His reasoning displays a classic hallmark of competitive debating: turning someone else’s argument for something around into an argument against it.
Large brokerages may argue that their size and connections allow them to approach as many borrowers and lenders as possible, thus maximizing the chances of a good deal. But according to Chugh, this approach is actually a disadvantage.
“We don’t shoot out deals to 70, 80 or 90 lenders. Lenders like our approach because they have a fair shot of making a deal,” he argued. “In bigger shops, the right hand doesn’t talk to the left hand.”
In other words: a more personal pitch to fewer lenders makes it more likely that each one of them will make an offer, which he calls “certainty of execution”.
So what to make of his argument? There is no doubt Chugh has had considerable success — although exactly how much is hard to quantify. Chugh won’t say how much capital he has raised so far, claiming that he “breaks the billion” every year.
In 2014, he arranged a $141 million senior loan (a dizzyingly high 85-percent loan-to-value ratio) for Yitzhak Tessler’s condo project at 130 Madison Avenue.
He also arranged equity financing and an acquisition loan for Megalith Capital and Urban Realty Partners’ residential project at the former Jehova’s Witnesses building in Dumbo.
He arranged financing for Stillman Development’s condo project at 36 Bleecker Street in 2012, and recently got tapped by the firm to raise money for another planned residential development at 151 East 86th Street. More recently, he arranged the acquisition loan for CB Developers, Waterbridge Capital and Ironstate Development’s Pod Hotel at 626 Driggs Avenue in Williamsburg.
Maverick brokers debt and equity financing. Still, Chugh prefers to see his firm not as a brokerage, but as the “extension of the developer’s financing arm”. Part of that means always being accessible. Chugh says he gives all his clients his cellphone number, and answers calls pretty much regardless of where he is.
His track record is impressive considering how new he is to the industry.

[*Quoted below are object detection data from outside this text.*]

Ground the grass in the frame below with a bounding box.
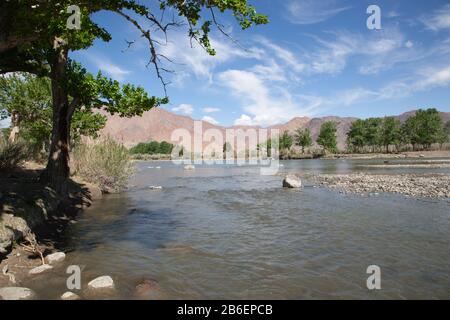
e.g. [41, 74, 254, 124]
[71, 138, 132, 192]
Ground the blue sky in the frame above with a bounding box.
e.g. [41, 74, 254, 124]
[67, 0, 450, 126]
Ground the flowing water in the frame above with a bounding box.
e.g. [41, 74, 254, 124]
[22, 160, 450, 299]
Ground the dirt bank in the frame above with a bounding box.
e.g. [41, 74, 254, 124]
[0, 163, 102, 287]
[309, 173, 450, 200]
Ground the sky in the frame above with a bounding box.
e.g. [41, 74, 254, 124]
[54, 0, 450, 126]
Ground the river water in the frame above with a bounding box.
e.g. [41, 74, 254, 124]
[22, 160, 450, 299]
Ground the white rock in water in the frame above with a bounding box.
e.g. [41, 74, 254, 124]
[88, 276, 114, 289]
[28, 264, 53, 275]
[283, 175, 302, 188]
[45, 252, 66, 264]
[61, 291, 81, 300]
[0, 287, 36, 300]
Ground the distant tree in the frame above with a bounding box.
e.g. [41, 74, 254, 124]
[0, 73, 106, 149]
[444, 121, 450, 142]
[0, 0, 268, 193]
[347, 119, 366, 152]
[294, 128, 312, 153]
[364, 118, 382, 152]
[279, 130, 294, 153]
[317, 121, 338, 153]
[380, 117, 400, 153]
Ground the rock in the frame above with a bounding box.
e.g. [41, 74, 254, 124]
[61, 291, 81, 300]
[28, 264, 53, 275]
[45, 252, 66, 264]
[0, 287, 36, 300]
[88, 276, 114, 290]
[134, 279, 162, 300]
[283, 175, 302, 188]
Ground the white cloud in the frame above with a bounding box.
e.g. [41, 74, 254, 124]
[83, 53, 131, 81]
[405, 40, 414, 49]
[219, 70, 321, 126]
[159, 32, 263, 80]
[172, 103, 194, 115]
[421, 4, 450, 31]
[286, 0, 350, 24]
[234, 114, 255, 126]
[203, 107, 220, 113]
[202, 116, 219, 125]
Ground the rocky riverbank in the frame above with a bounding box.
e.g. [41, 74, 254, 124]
[309, 173, 450, 200]
[0, 164, 102, 288]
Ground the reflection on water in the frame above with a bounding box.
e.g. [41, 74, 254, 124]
[22, 160, 450, 299]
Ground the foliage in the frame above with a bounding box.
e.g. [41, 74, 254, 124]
[294, 128, 312, 153]
[0, 0, 268, 190]
[317, 121, 338, 153]
[130, 141, 174, 154]
[0, 73, 106, 150]
[402, 108, 444, 149]
[71, 139, 132, 192]
[0, 138, 29, 171]
[279, 130, 294, 150]
[347, 109, 444, 152]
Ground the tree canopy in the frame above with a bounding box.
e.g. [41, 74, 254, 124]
[0, 0, 268, 191]
[317, 121, 338, 153]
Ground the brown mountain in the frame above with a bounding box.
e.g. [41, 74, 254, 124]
[101, 108, 450, 149]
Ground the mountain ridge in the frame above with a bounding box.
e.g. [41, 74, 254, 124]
[100, 108, 450, 149]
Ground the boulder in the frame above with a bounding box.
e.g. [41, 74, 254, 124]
[28, 264, 53, 275]
[45, 252, 66, 264]
[283, 175, 302, 189]
[88, 276, 114, 290]
[61, 291, 81, 300]
[0, 287, 36, 300]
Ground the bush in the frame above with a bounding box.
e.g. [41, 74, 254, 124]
[0, 138, 29, 170]
[71, 138, 132, 192]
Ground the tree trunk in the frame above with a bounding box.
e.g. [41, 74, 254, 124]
[41, 39, 72, 194]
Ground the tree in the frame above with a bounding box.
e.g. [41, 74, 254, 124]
[402, 108, 444, 150]
[317, 121, 338, 153]
[364, 118, 382, 152]
[380, 117, 400, 153]
[347, 119, 366, 152]
[0, 73, 106, 151]
[279, 130, 293, 158]
[0, 0, 268, 192]
[294, 128, 312, 153]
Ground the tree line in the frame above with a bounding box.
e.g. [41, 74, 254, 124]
[130, 141, 174, 154]
[347, 108, 450, 153]
[265, 108, 450, 157]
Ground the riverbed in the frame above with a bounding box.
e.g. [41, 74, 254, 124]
[19, 160, 450, 299]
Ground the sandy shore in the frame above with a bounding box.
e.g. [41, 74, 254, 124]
[309, 173, 450, 200]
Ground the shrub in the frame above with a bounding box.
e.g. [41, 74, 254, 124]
[0, 138, 29, 170]
[71, 138, 132, 192]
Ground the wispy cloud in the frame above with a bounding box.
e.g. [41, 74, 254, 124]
[202, 107, 220, 113]
[172, 103, 194, 115]
[286, 0, 351, 24]
[219, 70, 321, 126]
[202, 116, 219, 125]
[421, 4, 450, 31]
[83, 53, 131, 81]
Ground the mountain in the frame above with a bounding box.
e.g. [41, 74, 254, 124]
[100, 108, 450, 149]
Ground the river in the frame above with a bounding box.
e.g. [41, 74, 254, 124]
[22, 160, 450, 299]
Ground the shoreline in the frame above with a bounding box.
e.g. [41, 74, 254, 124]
[305, 172, 450, 202]
[0, 162, 103, 288]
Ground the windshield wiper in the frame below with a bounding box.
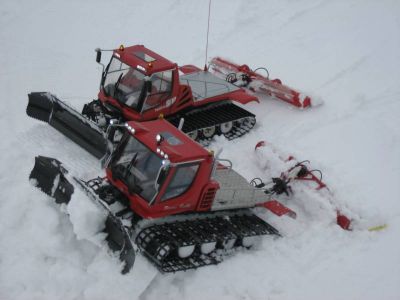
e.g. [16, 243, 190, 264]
[114, 72, 124, 98]
[124, 152, 137, 177]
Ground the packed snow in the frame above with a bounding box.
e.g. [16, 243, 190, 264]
[0, 0, 400, 300]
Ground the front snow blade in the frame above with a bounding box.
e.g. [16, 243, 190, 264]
[29, 156, 136, 274]
[104, 214, 135, 274]
[26, 92, 107, 158]
[29, 156, 74, 204]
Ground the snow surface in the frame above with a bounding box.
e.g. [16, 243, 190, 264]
[0, 0, 400, 300]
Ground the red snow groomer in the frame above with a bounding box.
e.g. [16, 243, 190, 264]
[30, 119, 352, 272]
[27, 45, 311, 158]
[30, 119, 279, 272]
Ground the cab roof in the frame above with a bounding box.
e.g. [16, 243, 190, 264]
[127, 119, 212, 163]
[114, 45, 176, 75]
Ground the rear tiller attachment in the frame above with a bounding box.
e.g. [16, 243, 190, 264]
[209, 57, 317, 108]
[255, 141, 351, 230]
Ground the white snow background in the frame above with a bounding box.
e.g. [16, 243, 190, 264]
[0, 0, 400, 300]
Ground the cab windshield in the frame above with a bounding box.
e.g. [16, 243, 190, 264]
[111, 133, 162, 202]
[103, 57, 145, 110]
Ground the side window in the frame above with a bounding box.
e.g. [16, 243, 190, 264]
[143, 70, 172, 111]
[161, 163, 199, 201]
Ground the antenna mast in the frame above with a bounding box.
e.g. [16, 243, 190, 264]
[204, 0, 211, 71]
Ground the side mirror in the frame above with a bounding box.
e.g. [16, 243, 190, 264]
[144, 80, 153, 93]
[154, 160, 171, 191]
[95, 48, 101, 63]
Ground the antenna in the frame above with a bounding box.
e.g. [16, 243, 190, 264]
[204, 0, 211, 71]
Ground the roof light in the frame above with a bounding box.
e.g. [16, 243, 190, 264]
[136, 65, 146, 72]
[156, 134, 164, 145]
[125, 123, 136, 134]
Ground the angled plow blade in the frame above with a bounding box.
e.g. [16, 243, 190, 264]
[26, 92, 107, 159]
[29, 156, 136, 274]
[29, 156, 74, 204]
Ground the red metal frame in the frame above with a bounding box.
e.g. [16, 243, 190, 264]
[210, 57, 312, 108]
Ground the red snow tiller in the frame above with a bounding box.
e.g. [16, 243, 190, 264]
[255, 141, 351, 230]
[30, 119, 354, 272]
[210, 57, 313, 108]
[27, 45, 312, 158]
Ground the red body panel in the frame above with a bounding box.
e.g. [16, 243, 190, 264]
[98, 45, 258, 121]
[106, 119, 219, 218]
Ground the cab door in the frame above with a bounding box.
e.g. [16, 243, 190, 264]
[153, 161, 200, 216]
[142, 70, 174, 120]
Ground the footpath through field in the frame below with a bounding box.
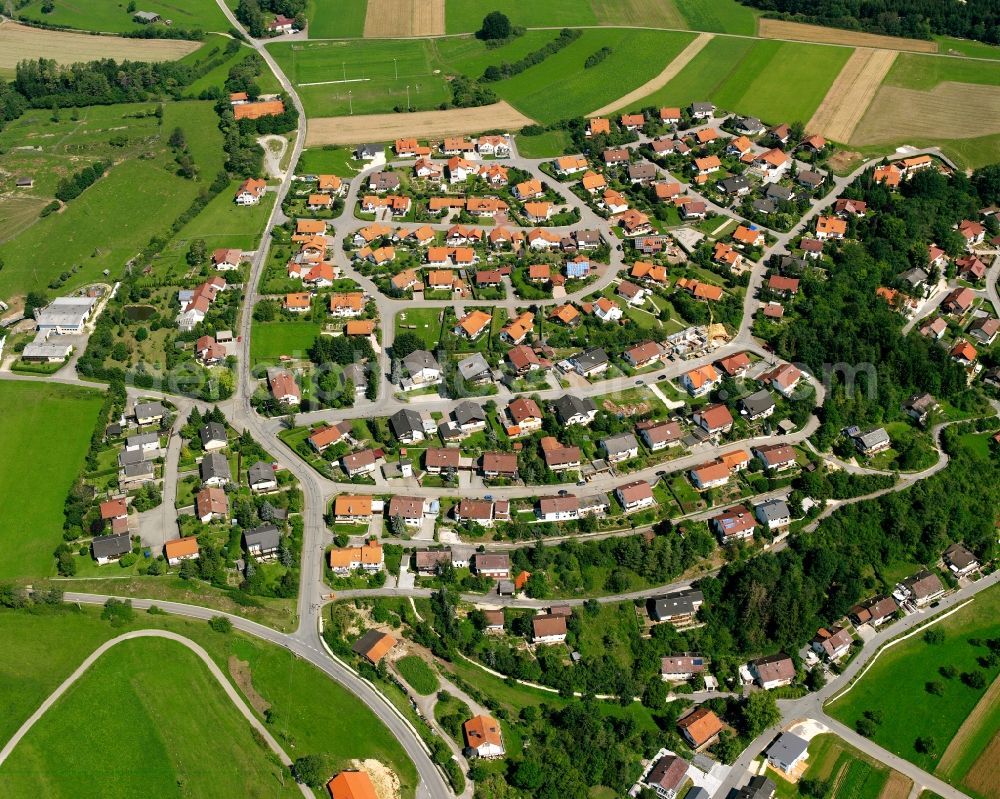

He grew up in India, where he debated competitively and represented India and Australia in tournaments. At the age of 17, he moved to the United States for college, getting a BA in finance from Dickinson College in three years. After graduating in 2003, he worked as an analyst at Wachovia Bank before spending a couple of years raising cross-border capital for Indian banks.
In 2010, he began meeting with New York real estate executives to lay the groundwork for Maverick, which he founded in 2011. Those were difficult times in New York’s real estate finance field, a market that has since recovered amid a major influx of capital.
But Chugh believes the current boom cycle has its own pitfalls. “It’s like when you go from starvation to overeating,” he said. “The quality of deals has been compromised. A lot of new players are in the market right now, and they want to make a splash. Some of these guys are overpaying for assets.”
The overabundance of capital and growing appetite for risk creates problems for firms like Maverick.
On the one hand, Chugh needs to make sure he delivers quality deals in order to build a reputation. At the same time, he needs to maintain and grow market share at the precise time when such quality deals are harder and harder to come by.
Chugh dismisses the dilemma, saying his connections to successful developers give him an edge in finding deals. “If you align yourself with good sponsors and work with them, you will be automatically protected,” he said.
Although Chugh hasn’t debated competitively since college, he says his public speaking experience helps him when it comes to pitching to clients and negotiating deals.
“I debate every day,” he said. “I don’t know anybody else who talks on the phone as much as I do.”